Египтянка (сборник)
Шрифт:
– Моя жена… – начал он и замолчал, представляя, как глупо будет выглядеть его рассказ в глазах здравомыслящего человека. Он бы и сам посмеялся, услышав его от кого-то.
– Короче, – Денис подхватил тему, – в юном возрасте одна дура, причем, даже не гадалка и не цыганка, а продавщица (!), нашла у его жены на ладони какую-то петлю смерти и предрекла, что она умрет в двадцать пять лет! Так вот, сегодня ей исполнилось двадцать пять, и она ждет конца. Сейчас, вон, нажралась с горя до поросячьего вида…
– А раньше у нее наблюдались депрессии? – голос Вадима стал профессионально строгим.
– Я ж не психиатр, – Артем пожал плечами, – откуда я знаю, депрессия у нее или просто хреновое настроение.
– Понял. Тогда так… она хорошо помнит то гадание?
– Она нам сейчас рассказывала со всеми нюансами! – Денис наполнил стаканы, – а, прикинь,
– Рассказывать-то она может… – Вадим задумался, формулируя мысль, – я не уверен, что гадание было таким, как она его помнит, и даже, что та женщина, вообще, существовала.

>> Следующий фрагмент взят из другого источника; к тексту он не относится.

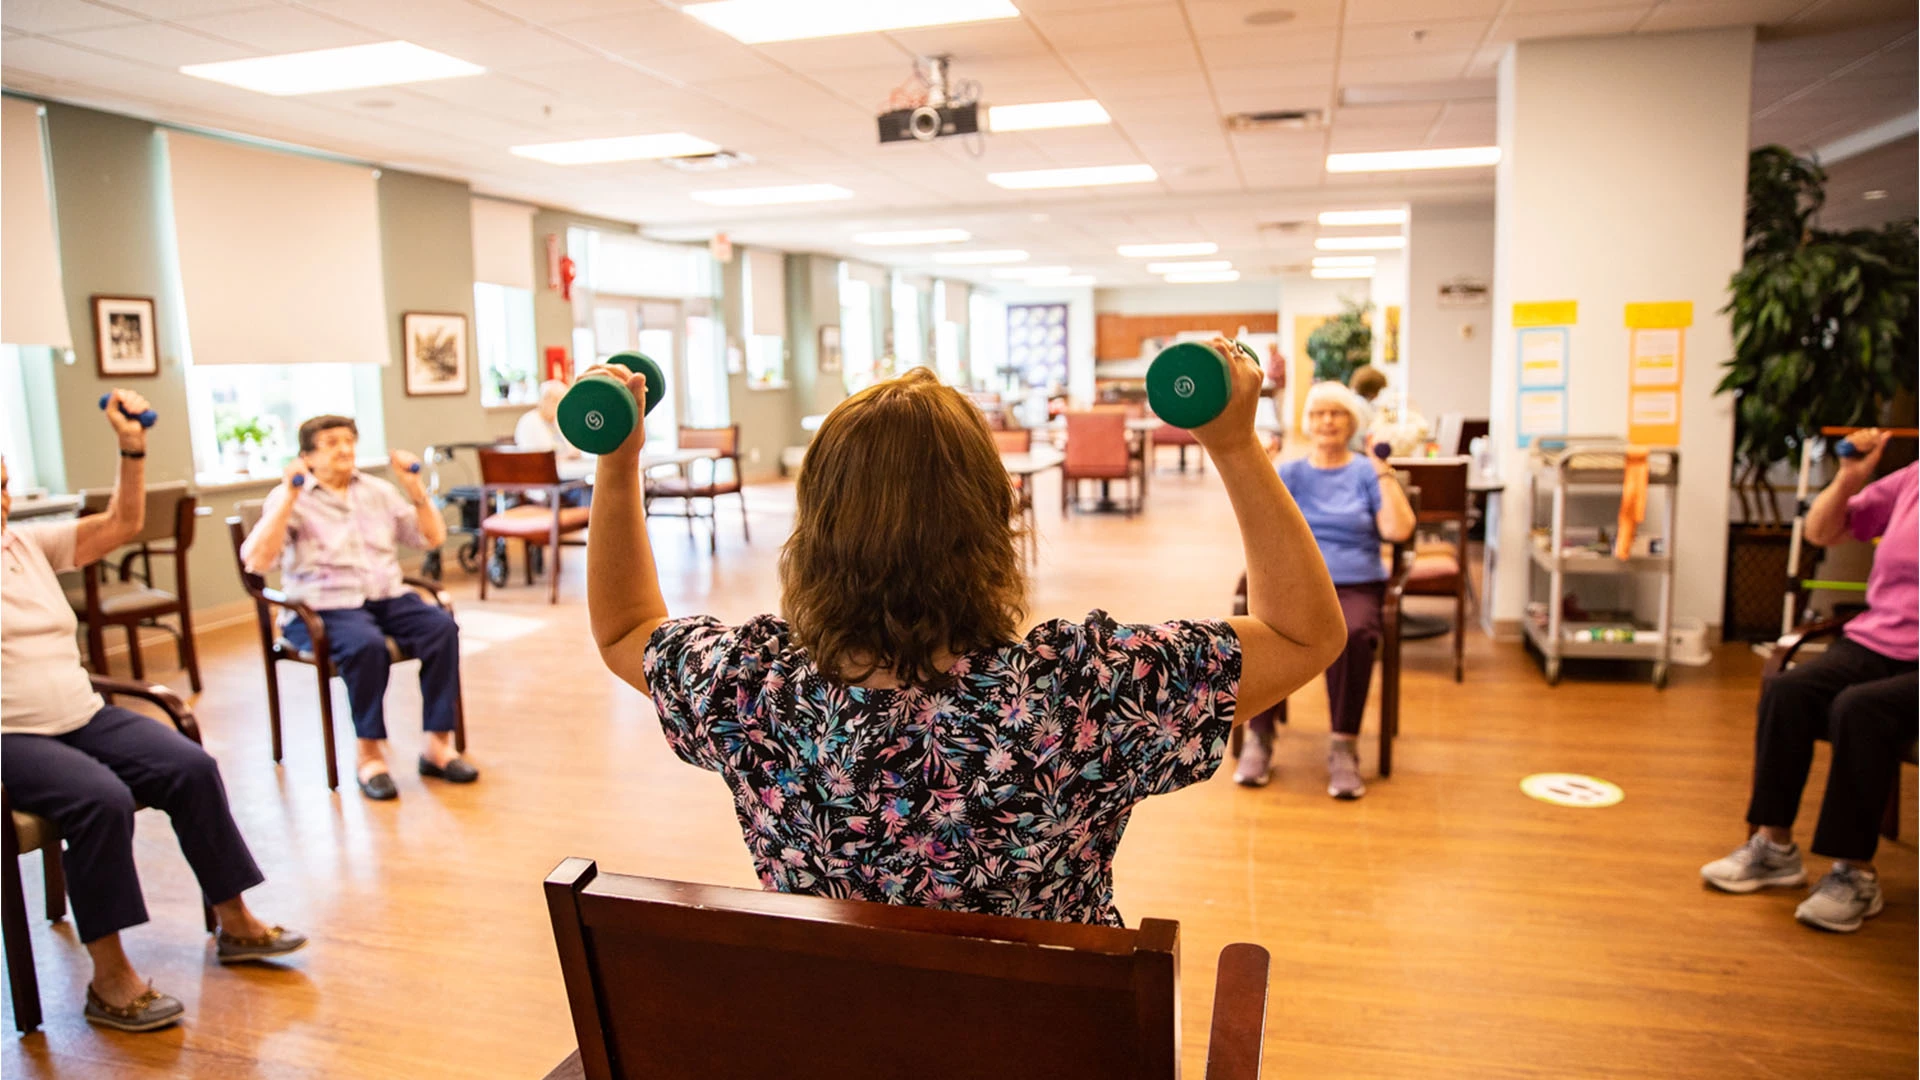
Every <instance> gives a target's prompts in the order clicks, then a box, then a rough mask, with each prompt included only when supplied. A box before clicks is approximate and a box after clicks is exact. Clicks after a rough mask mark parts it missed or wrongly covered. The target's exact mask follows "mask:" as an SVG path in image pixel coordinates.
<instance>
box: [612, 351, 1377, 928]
mask: <svg viewBox="0 0 1920 1080" xmlns="http://www.w3.org/2000/svg"><path fill="white" fill-rule="evenodd" d="M1215 348H1217V350H1219V352H1221V356H1225V357H1229V363H1231V365H1233V369H1235V386H1233V398H1231V402H1229V405H1227V411H1225V413H1223V415H1221V417H1219V419H1215V421H1212V423H1208V425H1206V427H1200V429H1196V430H1194V434H1196V436H1198V438H1200V442H1202V444H1204V446H1206V448H1208V452H1210V454H1212V455H1213V461H1215V465H1217V467H1219V475H1221V479H1223V480H1225V484H1227V494H1229V498H1231V500H1233V509H1235V515H1236V519H1238V525H1240V534H1242V538H1246V544H1244V546H1246V563H1248V611H1250V615H1246V617H1233V619H1208V621H1175V623H1160V625H1137V626H1135V625H1121V623H1116V621H1114V619H1112V617H1108V615H1106V613H1104V611H1092V613H1089V615H1087V619H1085V621H1079V623H1075V621H1068V619H1054V621H1048V623H1041V625H1037V626H1033V628H1031V630H1027V632H1025V634H1020V630H1018V626H1020V623H1021V619H1023V615H1025V578H1023V575H1021V561H1020V550H1018V546H1016V534H1014V527H1012V521H1014V492H1012V486H1010V482H1008V479H1006V471H1004V469H1002V465H1000V457H998V452H996V450H995V444H993V436H991V434H989V430H987V423H985V421H983V419H981V415H979V411H977V409H975V407H973V405H972V404H970V402H968V400H966V398H962V396H960V394H958V392H956V390H952V388H947V386H941V384H939V380H937V379H935V375H933V373H929V371H925V369H914V371H910V373H906V375H902V377H900V379H893V380H887V382H879V384H876V386H870V388H866V390H862V392H860V394H854V396H852V398H849V400H845V402H841V405H839V407H835V409H833V411H831V413H829V415H828V419H826V423H822V425H820V430H818V434H816V436H814V440H812V446H810V448H808V452H806V461H804V467H803V471H801V479H799V486H797V492H795V498H797V515H795V525H793V536H791V538H789V540H787V546H785V550H783V553H781V563H780V577H781V609H783V611H781V615H760V617H755V619H749V621H747V623H743V625H739V626H726V625H722V623H718V621H716V619H712V617H707V615H695V617H684V619H672V617H670V613H668V609H666V601H664V598H662V596H660V584H659V578H657V575H655V565H653V552H651V548H649V544H647V530H645V521H643V515H641V480H639V469H637V455H639V444H641V440H639V434H637V432H636V436H634V438H630V440H628V444H626V446H622V448H620V450H616V452H614V454H607V455H603V457H601V459H599V465H597V469H599V475H597V477H595V484H593V528H591V530H589V534H588V563H589V575H588V609H589V615H591V623H593V638H595V642H597V644H599V650H601V657H603V659H605V661H607V667H609V669H612V673H614V675H618V676H620V678H624V680H626V682H630V684H632V686H636V688H639V690H641V692H649V694H651V696H653V703H655V707H657V709H659V715H660V726H662V728H664V732H666V740H668V744H670V746H672V748H674V753H678V755H680V757H682V759H684V761H687V763H691V765H699V767H703V769H710V771H714V773H720V774H722V778H724V780H726V784H728V788H732V792H733V803H735V811H737V815H739V824H741V832H743V834H745V840H747V847H749V851H751V855H753V861H755V867H756V871H758V872H760V882H762V884H764V886H766V888H770V890H780V892H799V894H812V896H828V897H852V899H872V901H881V903H912V905H922V907H945V909H956V911H979V913H987V915H1020V917H1031V919H1054V920H1071V922H1104V924H1112V926H1119V924H1121V919H1119V911H1116V907H1114V878H1112V861H1114V849H1116V847H1117V844H1119V836H1121V832H1123V830H1125V828H1127V819H1129V815H1131V813H1133V805H1135V803H1139V801H1140V799H1144V798H1148V796H1158V794H1165V792H1175V790H1179V788H1185V786H1187V784H1194V782H1198V780H1206V778H1208V776H1212V774H1213V771H1215V769H1217V767H1219V761H1221V755H1223V751H1225V744H1227V734H1229V730H1231V728H1233V724H1236V723H1240V719H1242V717H1252V715H1256V713H1260V711H1261V709H1267V707H1269V705H1273V703H1277V701H1279V700H1281V698H1284V696H1286V694H1290V692H1292V690H1296V688H1300V686H1302V684H1306V682H1308V680H1309V678H1313V676H1315V675H1319V673H1321V669H1325V667H1327V663H1329V661H1332V657H1334V655H1338V653H1340V648H1342V644H1344V642H1346V628H1344V623H1342V619H1340V603H1338V600H1336V596H1334V590H1332V582H1331V580H1329V577H1327V569H1325V563H1323V561H1321V559H1319V553H1317V550H1315V546H1313V534H1311V532H1309V530H1308V525H1306V521H1302V517H1300V511H1298V509H1296V507H1294V502H1292V498H1288V494H1286V488H1284V486H1281V480H1279V477H1277V475H1275V473H1273V467H1271V465H1269V461H1267V454H1265V450H1263V448H1261V444H1260V440H1258V436H1256V434H1254V405H1256V404H1258V400H1260V369H1258V367H1254V365H1252V363H1248V361H1244V359H1242V357H1240V354H1238V350H1235V348H1231V346H1227V342H1215ZM601 371H605V373H609V375H614V377H618V379H622V380H626V384H628V386H630V388H632V390H634V392H636V396H639V394H643V386H645V382H643V379H641V377H639V375H634V373H630V371H626V369H620V367H603V369H601ZM1142 573H1152V567H1150V563H1146V565H1142ZM1114 586H1116V590H1123V588H1127V582H1123V580H1116V582H1114Z"/></svg>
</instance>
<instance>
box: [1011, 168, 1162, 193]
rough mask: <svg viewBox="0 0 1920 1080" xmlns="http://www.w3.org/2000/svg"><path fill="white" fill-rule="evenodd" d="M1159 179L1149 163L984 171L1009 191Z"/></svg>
mask: <svg viewBox="0 0 1920 1080" xmlns="http://www.w3.org/2000/svg"><path fill="white" fill-rule="evenodd" d="M1158 179H1160V173H1156V171H1154V167H1152V165H1091V167H1085V169H1027V171H1023V173H987V183H991V184H998V186H1002V188H1012V190H1031V188H1096V186H1104V184H1150V183H1154V181H1158Z"/></svg>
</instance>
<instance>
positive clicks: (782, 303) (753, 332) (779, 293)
mask: <svg viewBox="0 0 1920 1080" xmlns="http://www.w3.org/2000/svg"><path fill="white" fill-rule="evenodd" d="M747 273H749V275H753V281H751V282H747V296H749V300H753V311H749V313H747V327H749V331H751V332H753V334H755V336H768V338H783V336H787V256H783V254H781V252H762V250H753V252H747Z"/></svg>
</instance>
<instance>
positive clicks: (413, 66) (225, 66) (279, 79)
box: [180, 40, 486, 98]
mask: <svg viewBox="0 0 1920 1080" xmlns="http://www.w3.org/2000/svg"><path fill="white" fill-rule="evenodd" d="M484 71H486V67H480V65H478V63H467V61H465V60H455V58H451V56H447V54H444V52H434V50H430V48H420V46H417V44H413V42H407V40H384V42H378V44H351V46H348V48H317V50H313V52H284V54H280V56H255V58H250V60H223V61H219V63H188V65H186V67H180V75H192V77H194V79H207V81H213V83H227V85H228V86H240V88H242V90H257V92H261V94H275V96H280V98H284V96H290V94H324V92H328V90H365V88H367V86H397V85H401V83H426V81H432V79H457V77H461V75H480V73H484Z"/></svg>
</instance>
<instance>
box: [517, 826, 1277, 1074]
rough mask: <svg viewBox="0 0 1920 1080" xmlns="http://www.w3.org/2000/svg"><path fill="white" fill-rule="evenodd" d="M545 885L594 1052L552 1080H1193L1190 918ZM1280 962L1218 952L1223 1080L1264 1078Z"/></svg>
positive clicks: (555, 924) (1220, 1070)
mask: <svg viewBox="0 0 1920 1080" xmlns="http://www.w3.org/2000/svg"><path fill="white" fill-rule="evenodd" d="M545 888H547V913H549V915H551V917H553V940H555V944H557V945H559V953H561V976H563V978H564V982H566V1001H568V1005H570V1007H572V1015H574V1034H576V1036H578V1040H580V1049H578V1051H576V1053H574V1055H572V1057H568V1059H566V1061H564V1063H563V1065H561V1067H559V1068H555V1070H553V1072H549V1080H551V1078H559V1076H576V1078H586V1080H624V1078H639V1076H647V1078H657V1076H689V1078H693V1076H697V1078H701V1080H708V1078H760V1076H770V1074H772V1076H781V1078H787V1080H810V1078H822V1080H826V1078H835V1080H839V1078H847V1076H939V1078H941V1080H972V1078H979V1080H987V1078H993V1080H1002V1078H1010V1076H1035V1078H1041V1076H1044V1078H1048V1080H1077V1078H1096V1076H1098V1078H1102V1080H1121V1078H1139V1080H1146V1078H1152V1080H1169V1078H1173V1076H1179V1068H1181V1026H1179V1005H1181V990H1179V959H1181V945H1179V922H1167V920H1162V919H1146V920H1142V922H1140V928H1139V930H1121V928H1116V926H1087V924H1079V922H1044V920H1039V919H1004V917H995V915H972V913H958V911H931V909H925V907H893V905H885V903H866V901H858V899H822V897H810V896H785V894H772V892H755V890H735V888H720V886H697V884H682V882H664V880H655V878H634V876H624V874H601V872H599V869H597V867H595V865H593V863H591V861H588V859H566V861H564V863H561V865H559V867H555V869H553V872H551V874H549V876H547V886H545ZM1267 963H1269V961H1267V951H1265V949H1261V947H1260V945H1244V944H1240V945H1227V947H1225V949H1223V951H1221V957H1219V980H1217V984H1215V995H1213V1030H1212V1040H1210V1042H1208V1067H1206V1074H1208V1078H1210V1080H1242V1078H1254V1076H1260V1047H1261V1036H1263V1028H1265V1013H1267ZM931 1030H939V1032H950V1034H956V1036H958V1038H943V1040H939V1042H937V1043H929V1042H927V1038H929V1032H931Z"/></svg>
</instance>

– То есть? – Настя, до этого следившая за огнем, подошла и присела рядом.
– Я тоже как-то не улавливаю логики, – Денис придвинулся ближе, решив, что возникшая тема интереснее тривиального поглощения водки.
– Хотите, – Вадим взял стакан, – я разрушу не только ваше собственное прошлое, но и прошлое всего человечества? – он выпил и принялся с аппетитом есть.

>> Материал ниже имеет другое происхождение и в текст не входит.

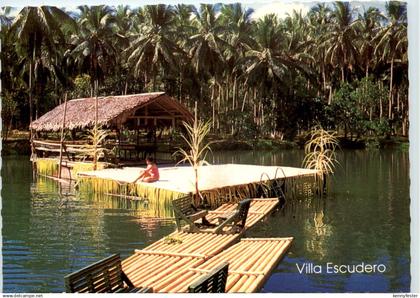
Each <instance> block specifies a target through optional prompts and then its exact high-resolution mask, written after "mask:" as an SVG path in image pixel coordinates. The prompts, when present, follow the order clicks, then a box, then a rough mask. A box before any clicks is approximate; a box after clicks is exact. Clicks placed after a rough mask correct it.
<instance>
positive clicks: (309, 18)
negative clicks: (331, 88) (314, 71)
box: [308, 3, 332, 102]
mask: <svg viewBox="0 0 420 298" xmlns="http://www.w3.org/2000/svg"><path fill="white" fill-rule="evenodd" d="M308 19H309V36H310V38H311V41H312V42H311V43H310V44H309V45H308V47H309V49H308V50H309V51H310V52H311V53H312V57H313V58H314V60H315V61H316V63H313V64H312V67H313V68H314V69H317V67H319V71H320V75H321V81H322V89H323V91H324V92H326V91H327V89H328V88H329V90H330V95H329V97H328V100H329V102H330V100H331V91H332V90H331V86H328V83H327V82H328V81H329V80H330V78H329V76H328V73H329V72H328V71H327V67H328V63H327V61H326V57H325V52H326V44H325V43H324V42H323V40H324V39H325V36H326V34H327V33H328V31H329V27H330V25H331V24H330V23H331V9H330V8H329V7H328V6H327V5H326V4H324V3H322V4H317V5H316V6H314V7H312V8H311V10H310V11H309V13H308Z"/></svg>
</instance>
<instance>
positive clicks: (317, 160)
mask: <svg viewBox="0 0 420 298" xmlns="http://www.w3.org/2000/svg"><path fill="white" fill-rule="evenodd" d="M338 147H339V145H338V139H337V136H336V132H333V131H327V130H325V129H323V128H322V127H321V126H319V125H317V126H315V127H314V128H313V129H312V130H311V137H310V139H309V140H308V141H307V142H306V144H305V158H304V160H303V166H304V167H305V168H307V169H314V170H317V171H318V174H317V178H318V181H319V182H320V183H323V187H322V188H323V189H324V191H325V183H326V182H325V180H326V176H327V175H328V174H333V173H334V168H335V166H336V164H338V161H337V155H336V149H337V148H338Z"/></svg>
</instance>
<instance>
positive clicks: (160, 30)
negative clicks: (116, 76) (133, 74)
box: [126, 4, 182, 91]
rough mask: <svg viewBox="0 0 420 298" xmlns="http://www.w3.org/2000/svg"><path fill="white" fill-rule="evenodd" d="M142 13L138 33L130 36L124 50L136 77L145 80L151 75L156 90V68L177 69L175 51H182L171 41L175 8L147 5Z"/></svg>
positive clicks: (170, 70) (175, 34)
mask: <svg viewBox="0 0 420 298" xmlns="http://www.w3.org/2000/svg"><path fill="white" fill-rule="evenodd" d="M142 13H143V15H144V23H140V24H139V25H138V26H139V28H137V29H138V33H137V34H134V35H133V36H132V41H131V43H130V46H129V47H128V48H127V49H126V52H127V54H128V58H127V63H128V65H133V73H134V75H135V76H136V77H140V76H142V75H143V76H144V77H145V82H147V81H149V79H148V76H151V77H152V83H153V91H155V90H156V76H157V75H158V72H159V70H160V69H162V70H163V71H166V72H167V71H176V70H177V54H178V55H179V54H181V53H182V51H181V49H180V48H179V47H178V45H177V44H176V43H175V41H174V40H175V38H176V35H177V32H176V31H175V30H174V28H173V26H172V25H173V23H174V10H173V8H172V7H171V6H167V5H164V4H160V5H146V6H145V7H144V9H143V12H142Z"/></svg>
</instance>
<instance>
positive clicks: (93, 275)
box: [64, 254, 153, 293]
mask: <svg viewBox="0 0 420 298" xmlns="http://www.w3.org/2000/svg"><path fill="white" fill-rule="evenodd" d="M64 282H65V287H66V292H67V293H151V292H152V291H153V290H152V289H151V288H136V287H134V285H133V283H132V282H131V281H130V279H129V278H128V277H127V275H125V273H124V272H123V271H122V268H121V258H120V255H119V254H113V255H111V256H109V257H107V258H105V259H103V260H100V261H99V262H96V263H94V264H92V265H89V266H87V267H85V268H83V269H81V270H79V271H76V272H74V273H71V274H69V275H66V276H65V277H64ZM124 283H125V285H124Z"/></svg>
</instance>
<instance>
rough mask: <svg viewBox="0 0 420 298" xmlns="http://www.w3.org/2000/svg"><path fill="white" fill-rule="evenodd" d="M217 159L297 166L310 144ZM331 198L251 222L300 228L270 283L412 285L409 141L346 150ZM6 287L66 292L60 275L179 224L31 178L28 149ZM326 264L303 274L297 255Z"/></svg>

Наверное, это был такой психологический ход, но Денис не привык быть подопытным кроликом, поэтому отодвинул сначала курицу, потом рыбу и бутерброды.

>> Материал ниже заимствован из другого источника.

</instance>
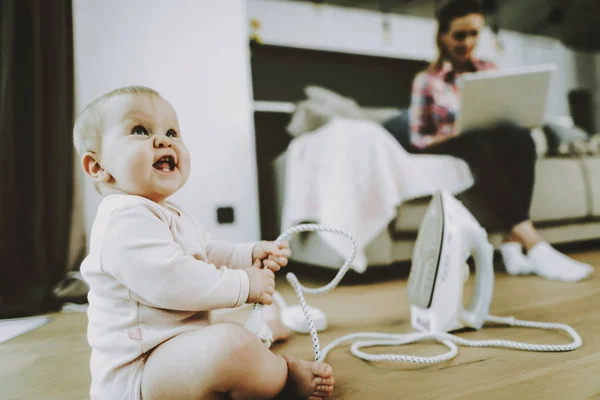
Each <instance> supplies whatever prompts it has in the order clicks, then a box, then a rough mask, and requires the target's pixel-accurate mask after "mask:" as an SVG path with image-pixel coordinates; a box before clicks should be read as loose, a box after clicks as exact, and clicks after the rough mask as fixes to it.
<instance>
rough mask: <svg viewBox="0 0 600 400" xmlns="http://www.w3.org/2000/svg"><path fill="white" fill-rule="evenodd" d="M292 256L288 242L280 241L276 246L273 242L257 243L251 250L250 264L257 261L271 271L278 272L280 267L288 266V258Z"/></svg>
mask: <svg viewBox="0 0 600 400" xmlns="http://www.w3.org/2000/svg"><path fill="white" fill-rule="evenodd" d="M291 255H292V251H291V250H290V246H289V244H288V242H286V241H282V242H281V243H279V244H278V245H277V244H275V242H266V241H262V242H258V243H256V245H254V248H253V249H252V263H253V265H254V264H255V263H256V261H257V260H260V261H261V262H262V264H263V265H264V266H265V267H267V268H269V269H270V270H271V271H279V270H280V269H281V267H285V266H286V265H287V264H288V258H289V257H290V256H291Z"/></svg>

– Успеешь, пожрешь. Говори, Конан, блин, разрушитель!..
– Ладно, – Вадим вытер салфеткой рот, – кто из вас знает, как устроена человеческая память?
– Понятия не имею, – выпалил Денис, но Настя решила поучаствовать в диспуте.
– Ну, как?.. В мозгу… или не знаю где там, сохраняется полученная информация; потом мы извлекаем ее, когда надо что-то вспомнить… разве нет?
– Нет, – Вадим загадочно улыбнулся, – честно говоря, я сам узнал об этом полгода назад. В московском НИИ нормальной физиологии существует специальная лаборатория, занимающаяся вопросами памяти. Так вот, эти ребята доказали, что, вспоминая, мы больше фантазируем, чем воссоздаем реальную картину; и чем больше проходит времени, тем точнее мы подгоняем ее, либо под то, каким хотим видеть событие, либо под то, каким оно должно было бы быть, исходя из нашего миропонимания; то есть, воспоминания ни есть копия прошлого.
– Это понятно, – Денис разочарованно пожал плечами, – конечно, мы что-то забываем. Я, например, не помню, в каком платье была Настя, когда пришла устраиваться на работу. Кажется, в зеленом… точно, в зеленом!.. Тебе оно так шло…
– А вот и нет! – Настя высунула язычок, – в бело-голубом…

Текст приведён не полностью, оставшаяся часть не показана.